History of Psychology – Summary, Background and Currents


We explain the history of psychology, its antecedents, modern psychology and its various currents.

wilhelm-wundt history of psychology
Wilhelm Wundt created the first experimental psychology laboratory.

What is the history of psychology?

Psychology is a social science that deals with studying and understanding the human mind and behavior. Despite its formal origins in the 19th century, it is considered the modern continuation of a long philosophical tradition of questioning the origins of consciousness and what exactly it is that distinguishes us from animals.

The antecedents of psychology go back to classical antiquity, especially the Greco-Roman, since many of the great thinkers of the West emerged within that Mediterranean society.

Philosophers like Socrates and Plato, in the V and IV century BC. C., important questions were asked about what it is to be human, and they came to the conclusion that there should be a “soul” to oppose the body, and that the mental, intellectual and moral aspects of the individual resided in the first, while that the second was the seat of the passions and the most “animal” aspects of the human being.

This opposition between body and soul, or rather body and mind, was fundamental to Western culture and many religions, such as Christianity, took it at face value.
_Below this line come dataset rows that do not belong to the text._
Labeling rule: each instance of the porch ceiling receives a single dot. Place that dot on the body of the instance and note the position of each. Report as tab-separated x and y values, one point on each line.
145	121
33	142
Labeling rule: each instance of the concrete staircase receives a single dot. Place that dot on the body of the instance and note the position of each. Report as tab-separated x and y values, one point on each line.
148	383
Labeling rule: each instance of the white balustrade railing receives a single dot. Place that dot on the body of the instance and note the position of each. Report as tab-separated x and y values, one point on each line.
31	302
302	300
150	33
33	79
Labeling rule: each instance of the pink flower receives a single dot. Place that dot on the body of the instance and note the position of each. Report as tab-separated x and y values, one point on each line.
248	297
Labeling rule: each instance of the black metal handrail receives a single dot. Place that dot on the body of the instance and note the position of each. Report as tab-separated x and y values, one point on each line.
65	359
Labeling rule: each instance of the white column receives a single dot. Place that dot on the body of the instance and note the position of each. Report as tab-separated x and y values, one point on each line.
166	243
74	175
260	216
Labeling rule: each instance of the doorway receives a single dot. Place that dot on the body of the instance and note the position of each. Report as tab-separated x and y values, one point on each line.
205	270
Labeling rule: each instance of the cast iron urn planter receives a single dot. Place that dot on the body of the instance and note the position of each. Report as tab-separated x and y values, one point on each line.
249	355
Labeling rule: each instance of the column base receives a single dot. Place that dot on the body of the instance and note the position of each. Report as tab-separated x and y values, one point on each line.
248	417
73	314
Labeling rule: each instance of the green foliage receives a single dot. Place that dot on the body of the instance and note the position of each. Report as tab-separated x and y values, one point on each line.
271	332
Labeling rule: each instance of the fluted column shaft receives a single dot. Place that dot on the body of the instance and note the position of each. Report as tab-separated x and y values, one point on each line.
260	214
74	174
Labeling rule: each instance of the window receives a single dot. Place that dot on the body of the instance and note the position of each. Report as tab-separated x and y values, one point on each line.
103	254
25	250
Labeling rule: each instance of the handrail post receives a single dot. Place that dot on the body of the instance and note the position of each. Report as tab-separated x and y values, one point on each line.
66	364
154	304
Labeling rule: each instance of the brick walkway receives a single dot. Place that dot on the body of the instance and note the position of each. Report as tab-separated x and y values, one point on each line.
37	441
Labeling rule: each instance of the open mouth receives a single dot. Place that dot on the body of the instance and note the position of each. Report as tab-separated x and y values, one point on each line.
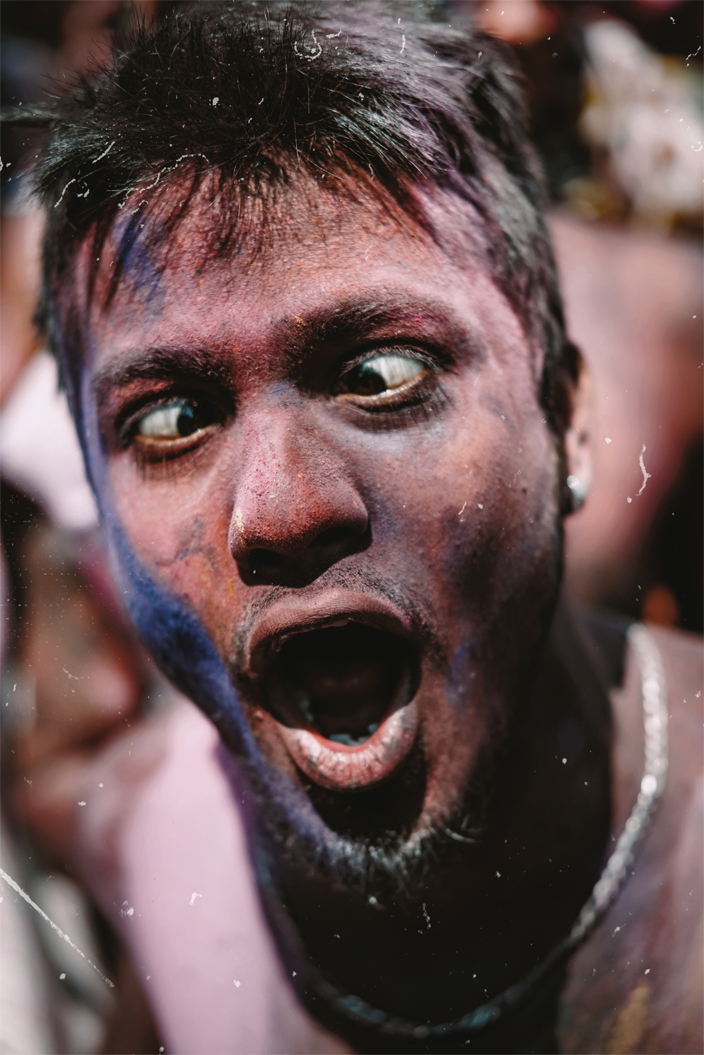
342	695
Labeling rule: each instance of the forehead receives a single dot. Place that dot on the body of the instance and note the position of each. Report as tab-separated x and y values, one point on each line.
298	255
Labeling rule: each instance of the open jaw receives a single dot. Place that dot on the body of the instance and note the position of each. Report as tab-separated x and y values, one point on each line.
342	695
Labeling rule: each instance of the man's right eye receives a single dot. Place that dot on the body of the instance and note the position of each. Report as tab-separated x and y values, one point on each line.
173	421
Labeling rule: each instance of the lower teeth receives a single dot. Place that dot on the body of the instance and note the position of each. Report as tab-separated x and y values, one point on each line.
344	737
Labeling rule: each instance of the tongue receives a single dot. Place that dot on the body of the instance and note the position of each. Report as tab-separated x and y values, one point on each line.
345	676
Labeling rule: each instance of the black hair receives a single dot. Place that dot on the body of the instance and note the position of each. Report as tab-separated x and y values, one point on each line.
246	93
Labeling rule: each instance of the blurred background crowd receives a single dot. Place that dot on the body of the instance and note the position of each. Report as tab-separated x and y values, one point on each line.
614	93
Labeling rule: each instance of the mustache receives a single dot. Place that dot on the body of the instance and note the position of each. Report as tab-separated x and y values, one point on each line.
412	601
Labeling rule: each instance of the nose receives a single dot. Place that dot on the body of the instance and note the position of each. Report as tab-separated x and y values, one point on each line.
297	511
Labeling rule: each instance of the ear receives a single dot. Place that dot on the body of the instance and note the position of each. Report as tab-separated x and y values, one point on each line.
578	465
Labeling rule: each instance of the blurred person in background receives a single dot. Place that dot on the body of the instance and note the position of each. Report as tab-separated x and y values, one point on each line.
74	676
622	550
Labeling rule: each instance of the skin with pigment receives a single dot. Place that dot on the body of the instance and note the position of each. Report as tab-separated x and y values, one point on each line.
310	495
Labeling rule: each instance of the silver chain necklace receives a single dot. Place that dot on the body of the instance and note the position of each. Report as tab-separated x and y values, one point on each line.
652	783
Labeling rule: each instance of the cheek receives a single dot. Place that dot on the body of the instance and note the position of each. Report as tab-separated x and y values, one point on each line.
177	525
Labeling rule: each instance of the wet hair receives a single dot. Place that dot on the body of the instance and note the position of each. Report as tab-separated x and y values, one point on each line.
238	97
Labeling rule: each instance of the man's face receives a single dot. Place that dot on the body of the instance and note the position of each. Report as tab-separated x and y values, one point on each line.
329	446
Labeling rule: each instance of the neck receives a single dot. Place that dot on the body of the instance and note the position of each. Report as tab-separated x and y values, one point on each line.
488	912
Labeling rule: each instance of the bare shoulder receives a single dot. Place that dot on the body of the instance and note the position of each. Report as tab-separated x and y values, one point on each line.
636	983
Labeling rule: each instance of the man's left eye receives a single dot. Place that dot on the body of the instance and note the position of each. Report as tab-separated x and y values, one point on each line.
382	373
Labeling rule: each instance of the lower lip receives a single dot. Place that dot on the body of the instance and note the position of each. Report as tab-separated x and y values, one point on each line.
342	768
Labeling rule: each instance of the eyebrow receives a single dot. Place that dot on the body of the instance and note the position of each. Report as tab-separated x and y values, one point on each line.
347	322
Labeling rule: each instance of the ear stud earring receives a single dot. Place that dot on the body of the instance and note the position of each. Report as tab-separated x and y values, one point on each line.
578	492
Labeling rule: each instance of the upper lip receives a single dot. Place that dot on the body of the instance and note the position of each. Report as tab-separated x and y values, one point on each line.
298	614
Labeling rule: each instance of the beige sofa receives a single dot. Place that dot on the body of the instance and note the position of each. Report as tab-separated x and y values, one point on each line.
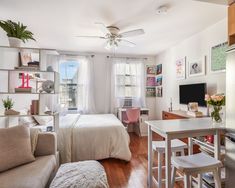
37	174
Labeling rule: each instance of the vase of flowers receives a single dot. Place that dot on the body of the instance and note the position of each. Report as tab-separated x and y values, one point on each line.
217	102
16	32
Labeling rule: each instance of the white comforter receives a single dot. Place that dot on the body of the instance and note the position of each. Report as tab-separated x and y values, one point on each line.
92	137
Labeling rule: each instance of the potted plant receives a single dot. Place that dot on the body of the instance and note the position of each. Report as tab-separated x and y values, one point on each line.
8	104
217	101
16	32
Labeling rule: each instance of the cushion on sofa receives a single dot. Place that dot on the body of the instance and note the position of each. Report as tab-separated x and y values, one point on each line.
15	147
31	175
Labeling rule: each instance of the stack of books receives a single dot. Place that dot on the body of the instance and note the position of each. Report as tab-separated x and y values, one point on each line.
34	107
23	90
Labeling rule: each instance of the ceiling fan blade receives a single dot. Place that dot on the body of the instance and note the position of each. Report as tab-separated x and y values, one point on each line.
103	28
132	33
127	43
98	37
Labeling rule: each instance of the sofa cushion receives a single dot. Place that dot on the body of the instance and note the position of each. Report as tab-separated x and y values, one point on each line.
15	147
35	174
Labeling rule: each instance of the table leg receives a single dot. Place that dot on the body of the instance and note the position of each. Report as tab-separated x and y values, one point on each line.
217	148
168	161
150	159
190	152
190	146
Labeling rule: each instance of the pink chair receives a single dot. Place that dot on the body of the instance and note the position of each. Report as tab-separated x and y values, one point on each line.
132	117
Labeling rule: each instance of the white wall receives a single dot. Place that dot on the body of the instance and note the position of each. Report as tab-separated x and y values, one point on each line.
194	47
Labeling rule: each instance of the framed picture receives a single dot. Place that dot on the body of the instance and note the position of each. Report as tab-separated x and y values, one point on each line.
218	58
150	92
159	81
181	68
25	58
159	91
197	67
151	81
151	69
159	69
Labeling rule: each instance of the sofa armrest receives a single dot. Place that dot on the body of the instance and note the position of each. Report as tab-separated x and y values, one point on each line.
46	144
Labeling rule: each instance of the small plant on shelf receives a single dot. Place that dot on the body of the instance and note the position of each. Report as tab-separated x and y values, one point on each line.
8	103
16	32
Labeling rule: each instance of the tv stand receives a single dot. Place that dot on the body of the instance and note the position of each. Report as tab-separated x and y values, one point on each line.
176	114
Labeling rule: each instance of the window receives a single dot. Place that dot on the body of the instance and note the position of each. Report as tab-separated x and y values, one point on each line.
68	83
129	82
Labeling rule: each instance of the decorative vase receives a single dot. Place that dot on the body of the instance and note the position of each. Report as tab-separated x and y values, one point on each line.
14	42
217	115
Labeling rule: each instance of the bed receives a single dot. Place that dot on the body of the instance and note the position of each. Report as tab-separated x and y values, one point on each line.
92	137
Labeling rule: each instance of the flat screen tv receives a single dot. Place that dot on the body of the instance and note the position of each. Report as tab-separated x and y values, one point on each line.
193	93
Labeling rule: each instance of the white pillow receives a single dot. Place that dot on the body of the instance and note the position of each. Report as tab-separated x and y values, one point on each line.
27	121
43	120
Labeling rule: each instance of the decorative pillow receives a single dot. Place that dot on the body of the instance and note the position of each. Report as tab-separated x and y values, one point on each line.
27	121
34	138
43	120
15	147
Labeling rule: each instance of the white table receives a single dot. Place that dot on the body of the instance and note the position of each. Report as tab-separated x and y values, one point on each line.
184	128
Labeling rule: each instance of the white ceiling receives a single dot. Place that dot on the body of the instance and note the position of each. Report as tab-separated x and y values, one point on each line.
55	23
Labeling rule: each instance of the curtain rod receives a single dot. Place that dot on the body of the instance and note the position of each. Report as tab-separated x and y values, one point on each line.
145	58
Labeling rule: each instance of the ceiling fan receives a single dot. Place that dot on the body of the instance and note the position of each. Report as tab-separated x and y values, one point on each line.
114	37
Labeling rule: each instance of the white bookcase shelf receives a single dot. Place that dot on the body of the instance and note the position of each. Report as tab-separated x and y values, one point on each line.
10	59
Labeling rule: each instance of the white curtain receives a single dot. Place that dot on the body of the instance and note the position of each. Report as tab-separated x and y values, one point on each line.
86	88
121	67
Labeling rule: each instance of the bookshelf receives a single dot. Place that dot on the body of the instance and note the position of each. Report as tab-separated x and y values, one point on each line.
11	76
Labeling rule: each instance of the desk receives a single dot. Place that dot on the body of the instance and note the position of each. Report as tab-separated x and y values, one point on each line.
144	116
184	128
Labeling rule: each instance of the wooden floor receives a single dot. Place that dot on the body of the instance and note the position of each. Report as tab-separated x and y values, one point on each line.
131	174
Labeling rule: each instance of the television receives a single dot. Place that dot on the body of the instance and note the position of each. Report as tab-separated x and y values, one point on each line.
193	93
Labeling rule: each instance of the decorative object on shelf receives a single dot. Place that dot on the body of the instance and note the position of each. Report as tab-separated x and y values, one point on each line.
150	92
216	101
181	68
50	69
197	67
193	106
159	69
151	69
8	104
218	58
16	32
34	107
159	81
159	91
48	86
24	84
151	81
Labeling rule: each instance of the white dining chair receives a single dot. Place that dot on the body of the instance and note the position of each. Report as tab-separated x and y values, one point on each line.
177	146
196	164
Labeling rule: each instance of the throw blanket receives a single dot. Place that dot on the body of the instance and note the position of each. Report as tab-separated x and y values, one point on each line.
92	137
85	174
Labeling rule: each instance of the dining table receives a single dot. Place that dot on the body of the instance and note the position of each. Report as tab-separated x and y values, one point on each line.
181	128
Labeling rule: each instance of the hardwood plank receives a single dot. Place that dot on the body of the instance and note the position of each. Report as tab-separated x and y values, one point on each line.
132	174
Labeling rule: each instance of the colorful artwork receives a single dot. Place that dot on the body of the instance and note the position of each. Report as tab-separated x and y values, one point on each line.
151	69
218	57
159	91
159	69
159	81
181	68
197	67
151	81
151	92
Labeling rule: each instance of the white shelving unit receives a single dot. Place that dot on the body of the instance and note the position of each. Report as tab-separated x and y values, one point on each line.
10	58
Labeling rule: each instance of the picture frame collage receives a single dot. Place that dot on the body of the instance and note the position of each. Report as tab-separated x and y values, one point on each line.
154	80
216	63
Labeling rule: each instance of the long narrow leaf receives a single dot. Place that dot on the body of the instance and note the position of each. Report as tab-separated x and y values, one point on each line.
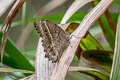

It also allowed the appearance of medical studies of the body, many of which also had ancient beginnings, distinguishing as the centuries went by more and more what was a bodily ailment from what was a “spirit” ailment.

To do this, of course, it was necessary to overcome the religious paradigm of medieval Christianity, which attributed any disease that was not strictly corporeal, to demonic possession or other mystical explanations.

Prayer and exorcism were the most common method of dealing with ailments. However, numerous ancient treatises on the matter had survived, such as the famous theory of the four humors, which assumed diseases as a product of an imbalance of the four fundamental fluids of the human body: blood, phlegm, black bile and yellow bile.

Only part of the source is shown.